03-28-2017, 12:35 PM
3 kg is a generous weight allowance for such a weapon. An empty M4 makes that at 2.88 kg.

06-05-2017, 09:55 AM
Is this not what the M1 Carbine was supposed to do?
Prior to World War II, U.S. Army Ordnance received reports that the full-size M1 rifle (https://en.wikipedia.org/wiki/M1_Garand) was too heavy and cumbersome for most support troops (staff, mortarmen, radiomen, etc.) to carry. During prewar and early war field exercises, it was found that the M1 Garand impeded these soldier's mobility, as a slung rifle would frequently catch on brush, bang the helmet, or tilt over the eyes. Many soldiers found the rifle slid off the shoulder unless slung diagonally across the back, where it prevented the wearing of standard field packs and haversacks.
Additionally, Germany's use of glider-borne and paratroop forces to launch surprise attacks behind the front lines, generated a request for a new compact infantry weapon to equip support troops.[6] (https://en.wikipedia.org/wiki/M1_carbine#cite_note-George.2C_John_1981_p._394-6)[7] (https://en.wikipedia.org/wiki/M1_carbine#cite_note-7) This request called for a compact, lightweight defensive weapon with greater range, accuracy and firepower than handguns
The practical ergonomics of the M1 carbine are near perfect as a light handy shoulder arm. AP loads were not common if they ever existed for it. It would have not been too hard modernize the round to were it could penetrate typical military body armor.
Why reinvent the wheel.

Israel. Likely a teacher escorting her students.

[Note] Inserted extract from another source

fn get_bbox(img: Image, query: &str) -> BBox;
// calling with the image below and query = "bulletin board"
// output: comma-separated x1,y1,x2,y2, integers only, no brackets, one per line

https://encrypted-tbn0.gstatic.com/images?q=tbn:ANd9GcRLtlYE3WJLMqd0WFMmG2Wh9ZGxO3C4x nnJpkVt3ujk_0y00lkU5g

Greg Nichols
06-05-2017, 10:38 AM
3 kg is a generous weight allowance for such a weapon. An empty M4 makes that at 2.88 kg.

The original design for the M16 was designed and marketed to the military as an emergency PDW for air crews.

08-26-2017, 04:58 AM
actually it was designed and marketed as a replacement for the M1 carbine for Airforce security, and then in usual political wisdom, the bright boys in DC tried to shoe horn it into being a general purpose combat rifle, while Springfield and the procurement guys kept trying to sabotage it...
they DID have an under seat survival kit that got prototyped called the Colt Model 608 which consisted of a 10" barreled upper and a minimized fixed stock lower that were approximately the same length so they fit together somewhat when packed. Fixed stock, iron sights, and a stack of 20 round magazines. Too bad they didn't consider suppressors.